Weiter ging es mit Martin Haug, dem Jugendleiter des Clubs. Das Beste gleich vorweg: Martin Haug macht als Jugendleiter weiter. Sportlich viel Freude machte uns letztes Jahr der Verbleib der A- und B-Junioren in den jeweiligen Verbandsstaffeln. Auch sehr erfreulich ist der kontinuierliche Ausbau und die Weiterentwicklung des Damen- und Juniorinnenfußballs. Die C-Junioren mussten allerdings aus der Landesstaffel absteigen.
Haug warb zum Ende seines Berichtes noch einmal dafür, dass sich mehr Kompetente im Trainer- und Organisationsbereich bereit erklären, tatkräftig mitanzupacken.
Danach berichtete Holger Liedtke, Sportlicher Leiter der Aktiven Mannschaften, über die sportliche Entwicklung. Ausführlich wurde über die Abmeldung der U23-Mannschaft gesprochen, die nicht leicht fiel, aber zum damaligen Zeitpunkt „alternativlos“ gewesen ist.

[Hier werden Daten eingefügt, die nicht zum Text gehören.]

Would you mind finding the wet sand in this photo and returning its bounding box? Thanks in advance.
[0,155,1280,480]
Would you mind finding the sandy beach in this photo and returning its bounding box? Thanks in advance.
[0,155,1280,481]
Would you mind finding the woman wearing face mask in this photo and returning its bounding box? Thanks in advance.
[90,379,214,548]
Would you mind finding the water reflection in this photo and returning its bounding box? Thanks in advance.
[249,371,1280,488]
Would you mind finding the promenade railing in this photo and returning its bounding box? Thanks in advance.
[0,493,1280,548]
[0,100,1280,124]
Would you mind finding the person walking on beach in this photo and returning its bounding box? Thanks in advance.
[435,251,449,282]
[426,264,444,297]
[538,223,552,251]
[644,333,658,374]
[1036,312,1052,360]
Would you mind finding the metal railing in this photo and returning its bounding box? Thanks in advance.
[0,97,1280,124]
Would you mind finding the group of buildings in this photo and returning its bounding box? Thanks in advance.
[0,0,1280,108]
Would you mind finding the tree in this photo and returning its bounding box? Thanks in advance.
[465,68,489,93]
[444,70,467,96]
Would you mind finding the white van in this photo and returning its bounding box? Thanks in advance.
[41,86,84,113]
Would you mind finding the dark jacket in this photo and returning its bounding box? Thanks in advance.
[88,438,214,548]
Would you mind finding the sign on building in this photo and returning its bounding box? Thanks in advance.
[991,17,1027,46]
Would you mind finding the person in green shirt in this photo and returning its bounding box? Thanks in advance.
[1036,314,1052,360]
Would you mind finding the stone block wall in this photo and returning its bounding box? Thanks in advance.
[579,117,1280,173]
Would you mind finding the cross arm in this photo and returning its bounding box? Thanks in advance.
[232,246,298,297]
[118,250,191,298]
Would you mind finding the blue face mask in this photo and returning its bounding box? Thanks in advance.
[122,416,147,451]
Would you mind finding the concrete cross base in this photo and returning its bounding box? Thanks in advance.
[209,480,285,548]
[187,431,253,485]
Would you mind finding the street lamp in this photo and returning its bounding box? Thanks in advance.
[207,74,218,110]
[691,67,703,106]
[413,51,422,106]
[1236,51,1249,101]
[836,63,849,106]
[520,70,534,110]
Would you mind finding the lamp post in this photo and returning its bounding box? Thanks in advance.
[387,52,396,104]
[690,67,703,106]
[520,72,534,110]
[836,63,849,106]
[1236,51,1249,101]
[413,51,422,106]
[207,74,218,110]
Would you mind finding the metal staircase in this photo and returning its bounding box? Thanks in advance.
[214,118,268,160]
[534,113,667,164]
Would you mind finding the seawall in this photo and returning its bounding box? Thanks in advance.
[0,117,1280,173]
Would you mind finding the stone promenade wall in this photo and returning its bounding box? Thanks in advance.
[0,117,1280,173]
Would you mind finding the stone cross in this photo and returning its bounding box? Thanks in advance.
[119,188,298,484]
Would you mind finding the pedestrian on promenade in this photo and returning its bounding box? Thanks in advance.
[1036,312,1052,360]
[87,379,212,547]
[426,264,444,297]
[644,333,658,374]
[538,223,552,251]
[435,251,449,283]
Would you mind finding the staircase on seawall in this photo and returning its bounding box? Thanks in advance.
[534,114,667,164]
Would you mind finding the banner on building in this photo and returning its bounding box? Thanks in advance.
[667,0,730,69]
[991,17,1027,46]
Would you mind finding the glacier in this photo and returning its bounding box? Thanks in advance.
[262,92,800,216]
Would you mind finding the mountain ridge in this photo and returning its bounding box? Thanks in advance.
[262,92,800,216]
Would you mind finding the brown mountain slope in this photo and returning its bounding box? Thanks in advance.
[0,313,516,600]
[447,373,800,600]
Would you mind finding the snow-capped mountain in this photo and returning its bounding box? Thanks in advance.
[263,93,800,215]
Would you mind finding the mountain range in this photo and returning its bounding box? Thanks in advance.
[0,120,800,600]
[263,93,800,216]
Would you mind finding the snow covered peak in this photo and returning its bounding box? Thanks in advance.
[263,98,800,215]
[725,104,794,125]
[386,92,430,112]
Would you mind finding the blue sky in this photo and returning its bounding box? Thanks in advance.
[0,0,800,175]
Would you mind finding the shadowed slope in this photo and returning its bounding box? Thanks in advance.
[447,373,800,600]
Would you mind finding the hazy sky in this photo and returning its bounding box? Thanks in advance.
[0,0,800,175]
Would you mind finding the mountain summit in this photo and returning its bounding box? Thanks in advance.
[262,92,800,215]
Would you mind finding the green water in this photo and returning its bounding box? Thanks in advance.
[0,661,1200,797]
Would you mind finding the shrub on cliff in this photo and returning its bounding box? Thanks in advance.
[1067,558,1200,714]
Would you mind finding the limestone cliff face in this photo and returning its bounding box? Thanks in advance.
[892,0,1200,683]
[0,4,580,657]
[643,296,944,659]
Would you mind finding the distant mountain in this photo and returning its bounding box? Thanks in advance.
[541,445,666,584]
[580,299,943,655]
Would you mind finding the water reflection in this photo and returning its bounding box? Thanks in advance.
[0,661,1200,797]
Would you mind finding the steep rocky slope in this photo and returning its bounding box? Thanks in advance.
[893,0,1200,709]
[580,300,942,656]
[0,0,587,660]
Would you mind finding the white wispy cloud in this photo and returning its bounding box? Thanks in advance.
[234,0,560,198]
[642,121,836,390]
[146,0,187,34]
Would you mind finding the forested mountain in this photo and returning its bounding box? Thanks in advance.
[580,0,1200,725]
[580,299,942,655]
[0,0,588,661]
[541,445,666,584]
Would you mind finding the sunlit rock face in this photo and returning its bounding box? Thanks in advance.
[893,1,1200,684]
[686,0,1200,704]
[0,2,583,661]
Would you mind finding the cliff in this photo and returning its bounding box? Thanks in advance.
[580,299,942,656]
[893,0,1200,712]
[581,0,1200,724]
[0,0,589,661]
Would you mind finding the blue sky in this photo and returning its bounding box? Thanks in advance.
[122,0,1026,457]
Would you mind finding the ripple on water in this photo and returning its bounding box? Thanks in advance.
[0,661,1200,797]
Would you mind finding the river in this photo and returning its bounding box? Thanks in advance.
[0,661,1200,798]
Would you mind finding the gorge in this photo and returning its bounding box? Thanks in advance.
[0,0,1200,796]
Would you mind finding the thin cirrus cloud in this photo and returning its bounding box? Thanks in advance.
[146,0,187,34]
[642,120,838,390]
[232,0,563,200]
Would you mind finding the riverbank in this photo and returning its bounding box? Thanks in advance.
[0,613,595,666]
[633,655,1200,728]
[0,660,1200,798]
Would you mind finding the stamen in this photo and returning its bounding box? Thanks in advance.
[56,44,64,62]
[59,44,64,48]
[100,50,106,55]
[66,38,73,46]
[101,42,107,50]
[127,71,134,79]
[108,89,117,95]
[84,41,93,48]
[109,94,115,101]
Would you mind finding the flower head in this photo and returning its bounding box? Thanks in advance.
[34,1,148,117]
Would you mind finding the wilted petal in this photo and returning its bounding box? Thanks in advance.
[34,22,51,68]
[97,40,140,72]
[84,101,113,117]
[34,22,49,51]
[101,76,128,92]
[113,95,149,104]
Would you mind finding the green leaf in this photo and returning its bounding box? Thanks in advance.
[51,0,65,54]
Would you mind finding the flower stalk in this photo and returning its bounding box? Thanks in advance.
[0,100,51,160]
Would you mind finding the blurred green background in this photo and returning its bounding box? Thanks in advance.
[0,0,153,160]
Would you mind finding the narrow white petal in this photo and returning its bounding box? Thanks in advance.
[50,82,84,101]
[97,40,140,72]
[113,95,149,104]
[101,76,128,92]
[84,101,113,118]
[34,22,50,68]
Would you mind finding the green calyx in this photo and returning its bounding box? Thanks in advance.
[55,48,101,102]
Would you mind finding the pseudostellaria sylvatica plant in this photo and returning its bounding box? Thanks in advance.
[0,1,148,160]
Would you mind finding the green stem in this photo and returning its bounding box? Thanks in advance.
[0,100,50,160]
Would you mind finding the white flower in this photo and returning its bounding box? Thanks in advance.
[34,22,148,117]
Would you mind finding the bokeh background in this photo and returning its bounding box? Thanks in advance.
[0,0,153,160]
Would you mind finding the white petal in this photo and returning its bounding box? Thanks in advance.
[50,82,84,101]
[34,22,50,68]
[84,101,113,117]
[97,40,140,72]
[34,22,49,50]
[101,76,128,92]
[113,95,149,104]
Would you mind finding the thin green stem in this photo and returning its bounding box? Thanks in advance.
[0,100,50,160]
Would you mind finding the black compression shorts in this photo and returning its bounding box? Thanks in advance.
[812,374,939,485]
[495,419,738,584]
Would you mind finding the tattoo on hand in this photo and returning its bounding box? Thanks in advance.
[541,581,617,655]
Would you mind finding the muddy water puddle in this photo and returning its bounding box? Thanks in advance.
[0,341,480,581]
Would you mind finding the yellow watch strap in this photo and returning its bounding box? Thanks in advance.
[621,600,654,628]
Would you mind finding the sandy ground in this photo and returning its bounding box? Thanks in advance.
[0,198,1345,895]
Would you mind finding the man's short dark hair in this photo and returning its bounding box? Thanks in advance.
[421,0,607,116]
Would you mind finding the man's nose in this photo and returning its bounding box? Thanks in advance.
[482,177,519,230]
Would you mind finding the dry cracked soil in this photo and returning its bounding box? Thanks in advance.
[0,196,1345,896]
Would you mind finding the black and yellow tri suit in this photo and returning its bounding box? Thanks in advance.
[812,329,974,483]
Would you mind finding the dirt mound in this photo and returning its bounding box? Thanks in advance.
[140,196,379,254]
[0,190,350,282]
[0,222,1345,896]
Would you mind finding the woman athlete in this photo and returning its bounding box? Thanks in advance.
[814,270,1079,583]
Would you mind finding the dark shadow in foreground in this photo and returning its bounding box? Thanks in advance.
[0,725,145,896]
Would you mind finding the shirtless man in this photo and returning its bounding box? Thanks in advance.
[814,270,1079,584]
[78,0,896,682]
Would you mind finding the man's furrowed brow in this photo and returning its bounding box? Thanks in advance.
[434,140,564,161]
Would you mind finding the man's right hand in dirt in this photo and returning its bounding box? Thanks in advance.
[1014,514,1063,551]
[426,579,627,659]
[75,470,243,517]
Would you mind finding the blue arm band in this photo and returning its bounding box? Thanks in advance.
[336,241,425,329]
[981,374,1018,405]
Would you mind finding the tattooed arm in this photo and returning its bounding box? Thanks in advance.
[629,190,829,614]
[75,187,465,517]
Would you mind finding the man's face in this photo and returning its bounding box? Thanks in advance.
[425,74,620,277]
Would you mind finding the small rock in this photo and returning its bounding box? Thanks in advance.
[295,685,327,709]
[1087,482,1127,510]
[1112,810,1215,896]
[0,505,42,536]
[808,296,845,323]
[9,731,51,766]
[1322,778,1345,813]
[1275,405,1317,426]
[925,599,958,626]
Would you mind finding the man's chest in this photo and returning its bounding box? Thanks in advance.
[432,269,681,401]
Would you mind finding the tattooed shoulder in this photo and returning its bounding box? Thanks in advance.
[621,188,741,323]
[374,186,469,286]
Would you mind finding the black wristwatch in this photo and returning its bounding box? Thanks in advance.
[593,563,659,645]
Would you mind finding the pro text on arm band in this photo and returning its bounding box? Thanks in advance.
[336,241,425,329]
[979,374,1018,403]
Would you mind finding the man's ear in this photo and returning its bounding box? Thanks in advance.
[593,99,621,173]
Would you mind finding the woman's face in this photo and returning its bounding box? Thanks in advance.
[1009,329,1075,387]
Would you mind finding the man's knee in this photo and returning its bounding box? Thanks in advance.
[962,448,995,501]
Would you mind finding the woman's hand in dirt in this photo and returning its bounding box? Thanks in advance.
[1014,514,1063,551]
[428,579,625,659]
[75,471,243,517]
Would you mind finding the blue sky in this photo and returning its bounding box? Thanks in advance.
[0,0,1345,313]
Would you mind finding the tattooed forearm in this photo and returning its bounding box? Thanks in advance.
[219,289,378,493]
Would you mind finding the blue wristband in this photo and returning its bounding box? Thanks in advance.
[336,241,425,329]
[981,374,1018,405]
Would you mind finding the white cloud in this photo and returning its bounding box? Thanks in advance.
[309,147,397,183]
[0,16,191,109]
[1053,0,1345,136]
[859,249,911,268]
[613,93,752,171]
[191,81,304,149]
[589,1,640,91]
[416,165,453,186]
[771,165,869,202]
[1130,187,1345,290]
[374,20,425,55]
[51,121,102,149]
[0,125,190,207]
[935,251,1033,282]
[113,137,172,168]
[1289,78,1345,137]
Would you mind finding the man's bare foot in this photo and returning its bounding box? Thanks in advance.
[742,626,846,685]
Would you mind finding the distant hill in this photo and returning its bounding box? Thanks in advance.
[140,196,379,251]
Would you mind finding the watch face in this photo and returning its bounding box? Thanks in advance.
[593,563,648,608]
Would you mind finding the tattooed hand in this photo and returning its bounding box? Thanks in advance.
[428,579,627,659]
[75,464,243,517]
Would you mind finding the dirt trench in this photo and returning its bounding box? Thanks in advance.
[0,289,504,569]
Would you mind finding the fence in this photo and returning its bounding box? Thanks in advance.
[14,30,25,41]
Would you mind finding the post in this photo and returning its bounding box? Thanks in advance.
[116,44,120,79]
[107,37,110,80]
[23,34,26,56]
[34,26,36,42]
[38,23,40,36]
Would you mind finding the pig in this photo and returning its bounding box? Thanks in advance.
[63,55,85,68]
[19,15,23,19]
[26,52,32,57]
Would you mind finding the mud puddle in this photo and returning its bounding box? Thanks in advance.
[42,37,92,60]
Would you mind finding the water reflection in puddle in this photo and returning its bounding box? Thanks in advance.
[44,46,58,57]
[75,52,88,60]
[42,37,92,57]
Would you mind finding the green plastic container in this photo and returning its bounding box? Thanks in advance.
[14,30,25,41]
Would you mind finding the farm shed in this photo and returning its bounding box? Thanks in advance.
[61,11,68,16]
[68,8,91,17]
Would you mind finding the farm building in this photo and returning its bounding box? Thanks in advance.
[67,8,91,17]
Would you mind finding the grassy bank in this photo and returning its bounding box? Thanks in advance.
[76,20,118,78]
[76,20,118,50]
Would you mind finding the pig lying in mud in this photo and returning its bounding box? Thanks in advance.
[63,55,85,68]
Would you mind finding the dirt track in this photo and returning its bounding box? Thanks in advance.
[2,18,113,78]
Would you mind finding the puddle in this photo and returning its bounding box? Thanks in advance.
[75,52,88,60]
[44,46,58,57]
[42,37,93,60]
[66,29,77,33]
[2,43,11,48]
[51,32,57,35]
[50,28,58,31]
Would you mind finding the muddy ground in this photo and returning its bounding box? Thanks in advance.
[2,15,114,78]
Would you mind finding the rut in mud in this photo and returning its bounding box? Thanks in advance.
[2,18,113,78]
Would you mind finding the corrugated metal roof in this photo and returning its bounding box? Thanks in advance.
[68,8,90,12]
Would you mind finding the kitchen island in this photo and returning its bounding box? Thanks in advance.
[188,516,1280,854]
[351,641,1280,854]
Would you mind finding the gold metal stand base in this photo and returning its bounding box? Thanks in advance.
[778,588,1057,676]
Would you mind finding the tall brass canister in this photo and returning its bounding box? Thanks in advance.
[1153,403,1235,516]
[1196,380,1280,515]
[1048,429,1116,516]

Im Moment arbeitet ein Team daran, um zur neuen Saison wieder eine U23 an den Start zu bringen.

Wahl des neuen Vorstands

Nach dem Bericht des Kassenprüfers und der Entlastung des Vorstandes ging es mit der Wahl der neuen Vorstandschaft weiter. Zur Wahl stellte sich der „alte“ Vorstand, mit Ausnahme von Andreas Berghof, der sein Amt als Schriftführer zur Verfügung stellte. Christian Dettenrieder wurde als neuer Schriftführer von den Mitgliedern vorgeschlagen.
Mit 35 JA-Stimmen und 5 Enthaltungen wurde der neue Vorstand „en Bloc“ gewählt und setzt sich für die nächsten 2 Jahre wie folgt zusammen:
  • 1. Vorsitzender: Frank Kiefer
  • 2. Vorsitzender: Bernd Henn
  • Geschäftsführerin: Brigitte Weber
  • Jugendleiter: Martin Haug
  • Sportlicher Leiter: Holger Liedtke
  • Kassier: Martin Alber
  • Schriftführer: Christian Dettenrieder

Der neu gewählte Vorstand für die nächsten 2 Jahre von links nach rechts:
Brigitte Weber, Christian Dettenrieder, Martin Alber, Martin Haug, Bernd Henn, Frank Kiefer, Holger Liedtke


Ehrungen

Neben den Ehrungen für langjährige Mitgliedschaft gab es diesmal auch eine Ernennung zum Ehrenmitglied. Für eine langjährige Mitgliedschaft wurden ausgezeichnet bzw. geehrt:
  • 70 Jahre: Josef Johner
  • 60 Jahre: Hans Bahnmüller
  • 55 Jahre: Alwin Dettenrieder
  • 50 Jahre: Horst Milda, Thomas Mickeler, Konrad Till
  • 40 Jahre: Martin Becker
  • 25 Jahre: Benny Mickeler, Pascal Haug, Gregor Hahn, Ulrike Fischer

Die anwesenden Jubilare von links nach rechts:
Hans Bahnmüller, Thomas Mickeler, Horst Milda, Alwin Dettenrieder, Konrad Till, Benny Mickeler


Ehrenmitglied des FC Rottenburg: Martin Haug

Ernannt als Ehrenmitglied, unter anhaltendem Applaus, wurde Jugendleiter Martin Haug, der den Verein in unterschiedlichen Funktionen seit Jahrzenten geprägt hat. „Es hätte keinen Besseren treffen können“, wie Bernd Henn meinte. Mit diesem schönen Schlusspunkt beendete Kiefer offiziell die ordentliche Mitgliederversammlung, die mit weiteren interessanten „Nach(t)gesprächen“ zu Ende ging.

Bilder

Bildergalerie von der Mitgliederversammlung 2019 (© Fotos: Ralph Kunze)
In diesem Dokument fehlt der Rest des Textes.